Bantuan Indonesia Tiba di Bangladesh

Rudy Polycarpus    •    Sabtu, 16 Sep 2017 09:33 WIB
konflik myanmarrohingyapengungsi rohingya
Bantuan Indonesia Tiba di Bangladesh
Bantuan dari Indonesia untuk Rohingya berdatangan ke Bangladesh. Foto-foto: Biro Pers Istana

Metrotvnews.com, Jakarta: Bantuan kemanusiaan dari pemerintah Indonesia untuk para pengungsi etnis Rohingya yang ada di perbatasan Bangladesh dan Myanmar, berdatangan. Sejak kemarin tercatat sudah enam pesawat bolak-balik mengirimkan bantuan. Pesawat jenis Hercules itu tiba di Bandara Internasional Shah Amanat, Chittagong, Bangladesh.
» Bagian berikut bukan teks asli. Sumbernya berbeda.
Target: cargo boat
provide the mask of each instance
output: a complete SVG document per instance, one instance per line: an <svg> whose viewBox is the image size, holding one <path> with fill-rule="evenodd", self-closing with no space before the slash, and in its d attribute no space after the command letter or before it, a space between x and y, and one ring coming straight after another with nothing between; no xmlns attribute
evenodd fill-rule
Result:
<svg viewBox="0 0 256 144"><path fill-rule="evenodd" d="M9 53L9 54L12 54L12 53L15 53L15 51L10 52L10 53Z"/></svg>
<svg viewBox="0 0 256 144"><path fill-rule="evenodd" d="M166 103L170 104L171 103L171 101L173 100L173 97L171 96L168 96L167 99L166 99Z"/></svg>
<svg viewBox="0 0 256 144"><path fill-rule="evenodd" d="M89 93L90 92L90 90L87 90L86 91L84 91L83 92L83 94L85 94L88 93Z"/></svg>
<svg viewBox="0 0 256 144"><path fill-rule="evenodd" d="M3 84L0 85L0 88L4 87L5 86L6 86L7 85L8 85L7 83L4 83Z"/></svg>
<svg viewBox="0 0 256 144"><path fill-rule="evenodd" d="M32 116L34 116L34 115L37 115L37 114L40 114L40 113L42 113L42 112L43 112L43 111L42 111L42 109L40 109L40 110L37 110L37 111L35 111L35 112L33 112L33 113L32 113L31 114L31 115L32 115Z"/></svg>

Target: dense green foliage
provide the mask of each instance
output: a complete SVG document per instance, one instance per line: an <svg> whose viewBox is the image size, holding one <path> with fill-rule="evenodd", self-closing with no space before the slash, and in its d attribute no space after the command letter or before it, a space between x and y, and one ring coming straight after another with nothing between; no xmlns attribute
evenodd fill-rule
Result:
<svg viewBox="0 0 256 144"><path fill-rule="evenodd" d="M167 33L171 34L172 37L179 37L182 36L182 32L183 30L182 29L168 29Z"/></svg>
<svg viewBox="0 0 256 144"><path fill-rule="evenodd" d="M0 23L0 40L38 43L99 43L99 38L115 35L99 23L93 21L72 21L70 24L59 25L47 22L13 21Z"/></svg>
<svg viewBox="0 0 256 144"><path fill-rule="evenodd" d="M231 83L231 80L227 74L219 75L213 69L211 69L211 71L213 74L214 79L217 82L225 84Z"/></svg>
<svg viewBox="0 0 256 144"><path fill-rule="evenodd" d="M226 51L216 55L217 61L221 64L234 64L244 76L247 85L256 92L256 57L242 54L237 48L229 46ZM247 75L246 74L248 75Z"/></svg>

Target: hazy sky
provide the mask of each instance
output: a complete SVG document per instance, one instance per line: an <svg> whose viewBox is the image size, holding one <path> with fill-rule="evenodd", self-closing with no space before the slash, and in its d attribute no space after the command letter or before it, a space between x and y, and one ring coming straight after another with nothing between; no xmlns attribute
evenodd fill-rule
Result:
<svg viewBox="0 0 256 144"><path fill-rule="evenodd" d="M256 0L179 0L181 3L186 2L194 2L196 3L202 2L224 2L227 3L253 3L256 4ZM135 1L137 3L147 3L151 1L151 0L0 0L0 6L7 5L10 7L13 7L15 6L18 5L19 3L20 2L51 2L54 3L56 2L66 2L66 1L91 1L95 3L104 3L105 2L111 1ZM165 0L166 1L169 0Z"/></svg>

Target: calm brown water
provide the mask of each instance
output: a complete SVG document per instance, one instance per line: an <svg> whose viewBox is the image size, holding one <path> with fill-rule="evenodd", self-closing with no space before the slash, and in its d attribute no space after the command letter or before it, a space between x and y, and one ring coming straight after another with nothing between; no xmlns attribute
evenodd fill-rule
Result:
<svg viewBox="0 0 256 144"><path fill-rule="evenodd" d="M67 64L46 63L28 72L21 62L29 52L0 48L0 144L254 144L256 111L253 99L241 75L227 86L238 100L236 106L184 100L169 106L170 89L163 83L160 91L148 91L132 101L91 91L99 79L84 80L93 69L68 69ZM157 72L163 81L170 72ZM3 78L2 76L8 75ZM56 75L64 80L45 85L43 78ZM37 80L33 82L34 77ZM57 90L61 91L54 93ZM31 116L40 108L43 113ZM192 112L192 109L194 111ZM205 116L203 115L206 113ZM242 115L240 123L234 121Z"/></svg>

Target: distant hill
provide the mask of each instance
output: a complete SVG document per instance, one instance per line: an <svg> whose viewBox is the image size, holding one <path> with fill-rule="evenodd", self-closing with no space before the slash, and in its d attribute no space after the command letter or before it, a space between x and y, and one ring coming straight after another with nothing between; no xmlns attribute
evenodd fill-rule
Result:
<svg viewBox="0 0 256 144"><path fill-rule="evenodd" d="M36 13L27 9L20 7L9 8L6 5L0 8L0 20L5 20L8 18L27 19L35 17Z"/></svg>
Peliput Biro Pers Rosi Imaniah melaporkan, pesawat Hercules A 1335 tiba sekitar pukul 17.00 waktu setempat atau 18.00 WIB, Jumat 15 September. Pesawat itu membawa bantuan kemanusiaan berupa paket sandang, family kit, flexible tank, selimut, dan gula.

Berselang dua jam, tepatnya pukul 19.00 waktu setempat atau 20.00 WIB, pesawat Hercules A 1326 yang berisi 10 ton beras juga mendarat di bandara tersebut.

Hari ini, bantuan kemanusiaan dari pemerintah Indonesia juga akan tiba. "Pagi ini, pesawat keberangaktan ke-5 dan ke-6, akan berangkat ke Chittagong pukul 06.30 WIB dan 08.30 WIB dari Sultan Iskandar Muda, Banda Aceh," ucap Kepala Staf TNI Angkatan Udara Marsekal Hadi Tjahjanto dalam keterangan tertulis yang dikirim Biro Pers Istana, Sabtu 16 September 2017.

Pemerintah Indonesia mengharapkan bantuan ini meringankan beban para pengungsi dari Rakhine State.

Sudah ditunggu

Bantuan dari Indonesia untuk pengungsi Rohingya di Bangladesh ini akan langsung disalurkan secara bertahap. Pemerintah Bangladesh mengaku senang karena bantuan itu meringankan beban mereka yang kini dibanjiri ratusan ribu pengungsi.

Kedatangan bantuan itu disambut Duta Besar RI untuk Bangladesh Rina Soemarno dan perwakilan dari pemerintah Bangladesh, yakni Distric Commissioner Chittagong, Md Zillur Rahman Chowdhury.

"Senang sekali menerima pesawat pertama kiriman bantuan kemanusiaan untuk Bangladesh dari Indonesia. Bantuan ini sudah ditunggu-tunggu. Selanjutnya, kami akan membantu mendistribusikan kepada pengungsi Rohingya yang ada di Kota Coxs Bazar," ujar Rina.

Kota Coxs Bazar berjarak 170 km dari Chittagong. Kondisi pengungsi Rohingya di kawasan itu sangat memprihatinkan. Untuk berlindung dari terik matahari dan terpaan angin, mereka mendirikan tenda-tenda darurat yang cuma ditopang dengan bambu.

Sebagai perwakilan pemerintah Bangladesh, Md Zillur Rahman Chowdhury menyambut baik bantuan Indonesia untuk pengungsi Rohingya yang terusir dari kampung halaman mereka di Rakhine, Myanmar. Saat ini sekitar 370 ribu pengungsi Rohingya berada di Bangladesh.

"Kami berterima kasih kepada pemerintah Indonesia. Peran ini sangat tepat bagi etnik Rohingya yang mengungsi di Bangladesh. Sangat membantu," kata Chowdhury.

Indonesia adalah kunci

Selain memberikan bantuan logistik buat pengungsi, pemerintah Indonesia juga aktif membantu upaya penyelesaiaan krisis kemanusiaan Rakhine. Amnesti Internasional pun mengapresiasi langkah itu.

"Bagaimana pun, dalam pandangan kami, Indonesia adalah kunci dalam mendiplomasikan penyelesaian krisis HAM di Myanmar," kata Direktur Eksekutif Amnesti Internasional Indonesia, Usman Hamid, di Jakarta, kemarin.

Ia mendukung diplomasi Indonesia yang berbicara dengan State Counsellor Myanmar Daw Aung San Suu Kyi untuk menyelesaikan bencana kemanusiaan di Rakhine.

"Saya bicara dengan Menlu Retno Marsudi pagi ini (kemarin) yang mau berangkat ke Sidang Umum PBB. Dia sampaikan update bahwa akan ada pernyataan dari Aung San Suu Kyi di Myanmar pada 19 September. Semoga hasil pernyataannya sangat positif."